Der Maler und die Schauspielerin: Ausstellung am Pariser Platz

Luc Tuymans und Edith Clever: Die Akademie der Künste bringt zwei Künstlerpersönlichkeiten zusammen, die auf den ersten Blick wenig verbindet.

Der Künstler sagt selbst, es sei eine „trockene Ausstellung“ geworden. Ungewöhnlich ist es allerdings, was die Akademie der Künste als gemischtes Doppel am Pariser Platz präsentiert: Bilder des Malers Luc Tuymans und Dokumente von Edith Clevers Schauspielkunst.

Das hat auf den ersten Blick wenig miteinander zu tun und auf den zweiten auch noch nicht. Es war erst einmal eine Idee: Akademiemitglieder aus verschiedenen Sparten suchen die Begegnung, vielleicht sogar die Konfrontation. Tuymans, der die Auswahl hatte beim Auftakt dieser neuen Reihe, verfiel auf Edith Clever.
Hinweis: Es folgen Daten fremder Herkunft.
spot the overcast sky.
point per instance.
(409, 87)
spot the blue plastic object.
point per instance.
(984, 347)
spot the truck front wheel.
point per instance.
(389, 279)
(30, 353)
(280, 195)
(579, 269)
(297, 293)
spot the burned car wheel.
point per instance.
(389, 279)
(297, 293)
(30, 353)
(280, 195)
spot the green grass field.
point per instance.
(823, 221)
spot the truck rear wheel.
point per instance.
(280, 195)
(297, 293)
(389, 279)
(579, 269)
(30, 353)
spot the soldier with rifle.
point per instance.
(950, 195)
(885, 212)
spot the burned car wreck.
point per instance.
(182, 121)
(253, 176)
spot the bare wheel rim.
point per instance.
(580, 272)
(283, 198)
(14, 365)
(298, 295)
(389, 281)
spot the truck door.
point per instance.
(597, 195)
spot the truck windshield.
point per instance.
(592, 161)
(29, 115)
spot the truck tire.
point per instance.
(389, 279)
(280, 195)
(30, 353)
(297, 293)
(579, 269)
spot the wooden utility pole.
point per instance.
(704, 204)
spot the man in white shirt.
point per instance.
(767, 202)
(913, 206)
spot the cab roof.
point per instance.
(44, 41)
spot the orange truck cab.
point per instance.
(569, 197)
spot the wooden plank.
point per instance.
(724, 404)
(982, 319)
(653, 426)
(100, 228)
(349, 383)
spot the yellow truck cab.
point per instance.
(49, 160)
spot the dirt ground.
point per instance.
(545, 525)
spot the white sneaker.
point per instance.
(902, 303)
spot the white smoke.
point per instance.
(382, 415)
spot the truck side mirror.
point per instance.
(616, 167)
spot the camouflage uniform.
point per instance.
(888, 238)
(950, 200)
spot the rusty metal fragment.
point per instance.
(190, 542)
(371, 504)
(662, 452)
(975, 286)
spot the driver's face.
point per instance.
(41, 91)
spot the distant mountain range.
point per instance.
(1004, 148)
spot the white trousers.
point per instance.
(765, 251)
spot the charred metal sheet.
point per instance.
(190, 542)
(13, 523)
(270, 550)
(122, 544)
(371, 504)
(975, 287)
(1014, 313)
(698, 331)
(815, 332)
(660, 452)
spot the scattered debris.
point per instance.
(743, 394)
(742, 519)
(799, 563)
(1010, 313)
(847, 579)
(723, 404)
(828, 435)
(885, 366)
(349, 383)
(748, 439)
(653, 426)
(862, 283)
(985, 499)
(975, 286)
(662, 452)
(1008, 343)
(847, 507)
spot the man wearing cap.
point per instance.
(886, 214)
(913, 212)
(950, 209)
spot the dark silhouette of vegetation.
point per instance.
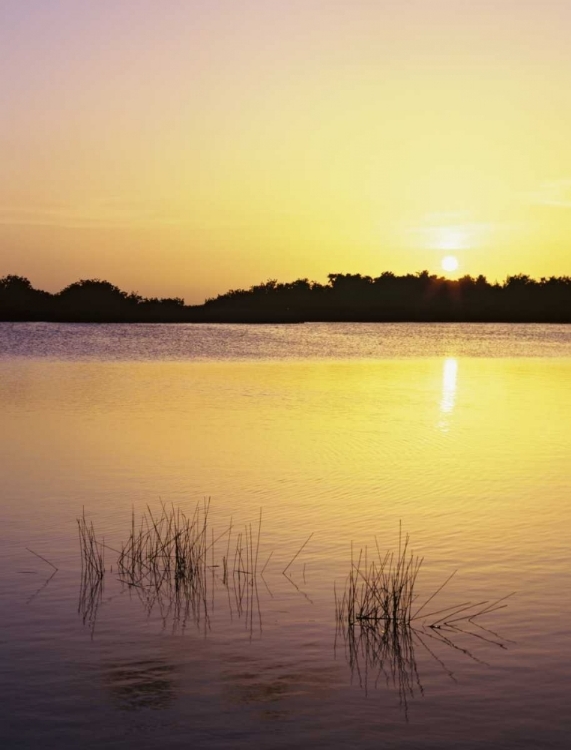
(345, 297)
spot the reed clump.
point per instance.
(380, 619)
(169, 560)
(92, 572)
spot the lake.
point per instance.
(311, 448)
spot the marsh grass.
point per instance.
(169, 560)
(92, 572)
(381, 620)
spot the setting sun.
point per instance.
(450, 263)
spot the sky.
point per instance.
(185, 147)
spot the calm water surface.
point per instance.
(460, 432)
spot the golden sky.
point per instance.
(189, 146)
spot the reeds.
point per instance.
(169, 561)
(380, 620)
(92, 572)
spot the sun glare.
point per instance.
(450, 263)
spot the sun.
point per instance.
(450, 263)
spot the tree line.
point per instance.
(344, 297)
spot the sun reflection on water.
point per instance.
(449, 387)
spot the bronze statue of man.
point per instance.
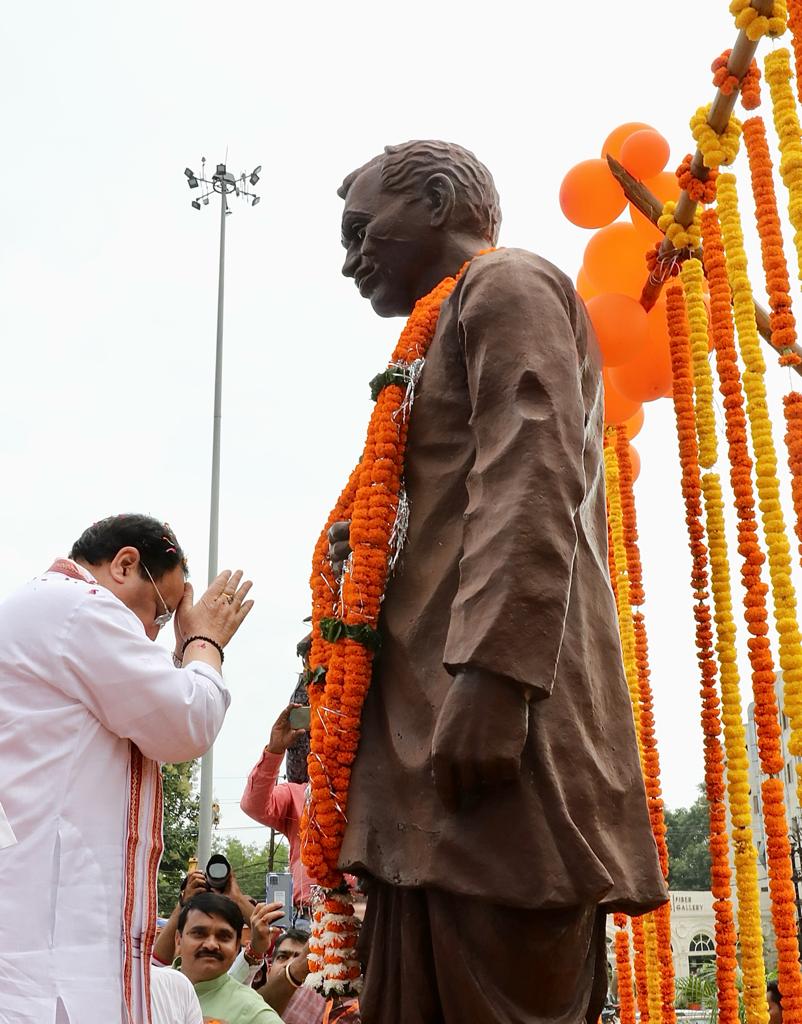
(497, 803)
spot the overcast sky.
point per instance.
(109, 275)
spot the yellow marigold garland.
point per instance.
(711, 726)
(782, 588)
(692, 276)
(624, 969)
(679, 236)
(716, 148)
(789, 135)
(650, 765)
(750, 932)
(795, 24)
(757, 25)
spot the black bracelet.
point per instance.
(214, 643)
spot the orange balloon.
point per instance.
(615, 260)
(618, 409)
(644, 154)
(647, 376)
(634, 423)
(619, 136)
(589, 196)
(584, 287)
(620, 323)
(665, 186)
(634, 458)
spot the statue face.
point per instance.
(390, 245)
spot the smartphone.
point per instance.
(300, 718)
(278, 889)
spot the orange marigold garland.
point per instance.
(344, 636)
(745, 854)
(784, 333)
(699, 190)
(624, 969)
(641, 973)
(766, 715)
(750, 84)
(711, 725)
(789, 136)
(792, 403)
(650, 766)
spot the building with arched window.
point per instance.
(692, 933)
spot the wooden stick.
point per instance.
(742, 56)
(648, 204)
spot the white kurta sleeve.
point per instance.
(129, 683)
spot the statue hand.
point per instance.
(479, 735)
(339, 546)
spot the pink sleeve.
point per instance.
(265, 802)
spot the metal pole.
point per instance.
(207, 762)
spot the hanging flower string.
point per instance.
(699, 190)
(755, 23)
(648, 739)
(766, 715)
(790, 137)
(680, 236)
(624, 969)
(345, 637)
(785, 601)
(795, 24)
(692, 278)
(641, 973)
(714, 763)
(792, 407)
(749, 85)
(745, 854)
(784, 332)
(716, 147)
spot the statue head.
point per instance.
(413, 215)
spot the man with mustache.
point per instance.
(497, 787)
(210, 928)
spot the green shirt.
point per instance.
(229, 1001)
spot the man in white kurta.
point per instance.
(88, 708)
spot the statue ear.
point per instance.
(440, 197)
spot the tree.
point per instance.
(250, 861)
(180, 829)
(687, 837)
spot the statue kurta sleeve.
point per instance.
(523, 340)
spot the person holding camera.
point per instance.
(259, 918)
(89, 706)
(280, 805)
(210, 928)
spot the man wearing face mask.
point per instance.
(88, 708)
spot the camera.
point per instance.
(217, 872)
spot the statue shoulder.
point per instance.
(516, 274)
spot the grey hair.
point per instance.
(409, 166)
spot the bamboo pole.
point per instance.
(648, 204)
(742, 56)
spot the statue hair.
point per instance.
(406, 168)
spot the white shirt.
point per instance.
(172, 997)
(88, 707)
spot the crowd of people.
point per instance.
(89, 708)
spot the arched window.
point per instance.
(702, 949)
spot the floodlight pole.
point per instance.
(207, 761)
(222, 182)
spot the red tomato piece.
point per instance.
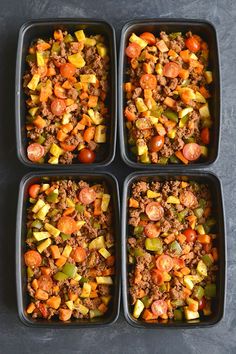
(86, 156)
(190, 235)
(67, 70)
(148, 37)
(205, 136)
(87, 195)
(133, 50)
(157, 277)
(154, 211)
(32, 259)
(34, 190)
(193, 44)
(159, 307)
(35, 152)
(171, 70)
(192, 151)
(148, 81)
(58, 106)
(164, 263)
(151, 230)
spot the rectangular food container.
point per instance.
(207, 31)
(216, 190)
(21, 283)
(44, 29)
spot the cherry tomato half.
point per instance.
(58, 106)
(86, 156)
(190, 235)
(35, 152)
(32, 259)
(159, 307)
(193, 44)
(87, 195)
(156, 143)
(192, 151)
(67, 70)
(151, 230)
(148, 81)
(157, 277)
(188, 199)
(164, 263)
(148, 37)
(34, 190)
(171, 70)
(133, 50)
(205, 136)
(154, 211)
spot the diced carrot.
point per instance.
(169, 102)
(97, 207)
(128, 87)
(215, 255)
(204, 238)
(41, 294)
(58, 35)
(93, 101)
(55, 251)
(61, 261)
(43, 46)
(110, 261)
(169, 239)
(54, 302)
(133, 203)
(185, 55)
(68, 211)
(31, 308)
(181, 157)
(184, 74)
(45, 270)
(181, 238)
(34, 284)
(185, 271)
(103, 308)
(39, 122)
(51, 71)
(148, 315)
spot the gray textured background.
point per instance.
(120, 338)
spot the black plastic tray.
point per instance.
(216, 189)
(207, 31)
(21, 283)
(44, 28)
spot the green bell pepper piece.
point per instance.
(210, 290)
(69, 269)
(175, 247)
(171, 115)
(154, 244)
(178, 315)
(198, 292)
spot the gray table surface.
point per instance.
(119, 338)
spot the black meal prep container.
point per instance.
(207, 31)
(219, 303)
(23, 298)
(44, 29)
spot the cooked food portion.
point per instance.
(167, 92)
(171, 250)
(70, 250)
(66, 85)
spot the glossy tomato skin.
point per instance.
(190, 235)
(86, 156)
(156, 143)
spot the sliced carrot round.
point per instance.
(67, 225)
(32, 259)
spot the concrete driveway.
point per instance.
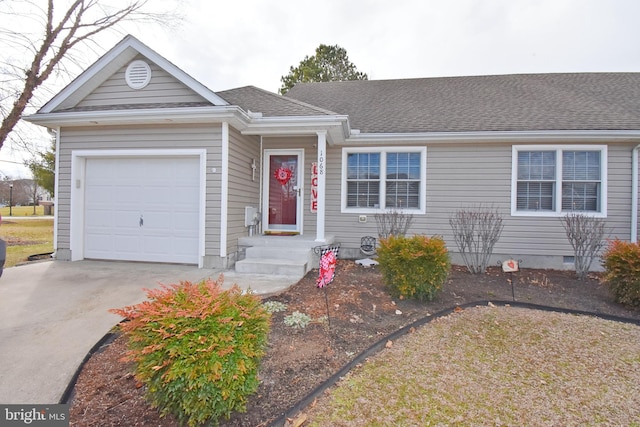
(52, 313)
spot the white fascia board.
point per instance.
(127, 49)
(311, 124)
(497, 136)
(152, 115)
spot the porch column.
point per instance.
(322, 175)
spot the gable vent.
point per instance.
(138, 74)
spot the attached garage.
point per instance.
(141, 208)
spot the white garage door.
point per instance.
(142, 209)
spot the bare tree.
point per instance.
(476, 231)
(61, 31)
(393, 223)
(586, 234)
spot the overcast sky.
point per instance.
(254, 42)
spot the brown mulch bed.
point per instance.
(361, 313)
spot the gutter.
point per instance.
(634, 194)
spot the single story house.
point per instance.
(154, 166)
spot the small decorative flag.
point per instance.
(327, 268)
(283, 175)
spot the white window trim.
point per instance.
(558, 182)
(383, 166)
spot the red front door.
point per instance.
(284, 191)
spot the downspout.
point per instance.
(56, 182)
(224, 191)
(634, 194)
(261, 183)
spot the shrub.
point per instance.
(274, 306)
(393, 223)
(414, 267)
(197, 348)
(476, 231)
(621, 261)
(586, 236)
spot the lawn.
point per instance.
(495, 366)
(21, 211)
(26, 237)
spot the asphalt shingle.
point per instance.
(576, 101)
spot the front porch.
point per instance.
(278, 255)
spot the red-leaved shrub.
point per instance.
(197, 348)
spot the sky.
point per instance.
(229, 44)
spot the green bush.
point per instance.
(621, 261)
(414, 267)
(197, 348)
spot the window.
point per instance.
(384, 178)
(550, 180)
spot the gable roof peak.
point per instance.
(115, 58)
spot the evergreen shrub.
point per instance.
(621, 262)
(414, 267)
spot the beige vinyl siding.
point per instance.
(463, 175)
(163, 88)
(244, 185)
(141, 137)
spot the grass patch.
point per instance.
(495, 366)
(26, 237)
(21, 211)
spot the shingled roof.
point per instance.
(522, 102)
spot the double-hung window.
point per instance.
(383, 178)
(552, 180)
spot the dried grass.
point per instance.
(496, 366)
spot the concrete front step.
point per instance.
(282, 241)
(286, 267)
(282, 253)
(278, 255)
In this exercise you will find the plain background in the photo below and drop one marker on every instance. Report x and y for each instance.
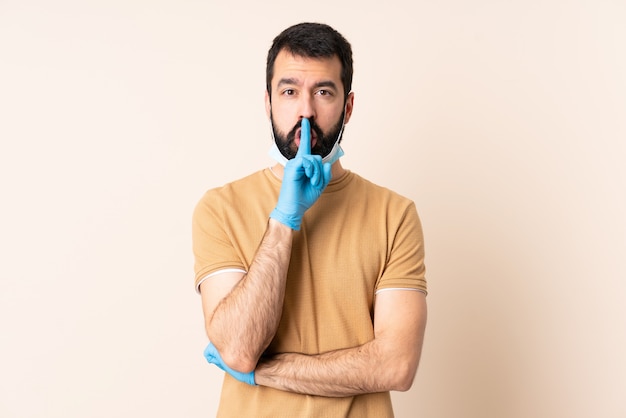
(504, 121)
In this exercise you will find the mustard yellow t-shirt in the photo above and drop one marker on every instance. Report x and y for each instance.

Er hatte sie vor Jahren in Hans-Jürgen Syberbergs Film-Séancen gesehen und bewundert.

Nun stellen sich bei diesem Projekt, das ja letztlich doch auch von Gemeinsamkeiten lebt, grundsätzliche Fragen. Ein Maler hängt seine Werke an die Wand. Aber wie stellt sich eine Schauspielerin aus, wenn nicht auf der Bühne? Auch die filmischen Arbeiten mit Edith Clever verweisen auf das Theater.

In der Zeit mit Syberberg war ihre Schaubühne bereits Vergangenheit. Im Foyer der Akademie ist sie wiederzusehen in ihren historischen Rollen, und das beginnt schon in den 1960er Jahren in Bremen bei Kurt Hübner und später dann geht es weiter mit Peter Stein. Aber dies ist keine theaterhistorische Schau, sondern vielmehr der Versuch, das Historische in ein heutiges Licht zu setzen.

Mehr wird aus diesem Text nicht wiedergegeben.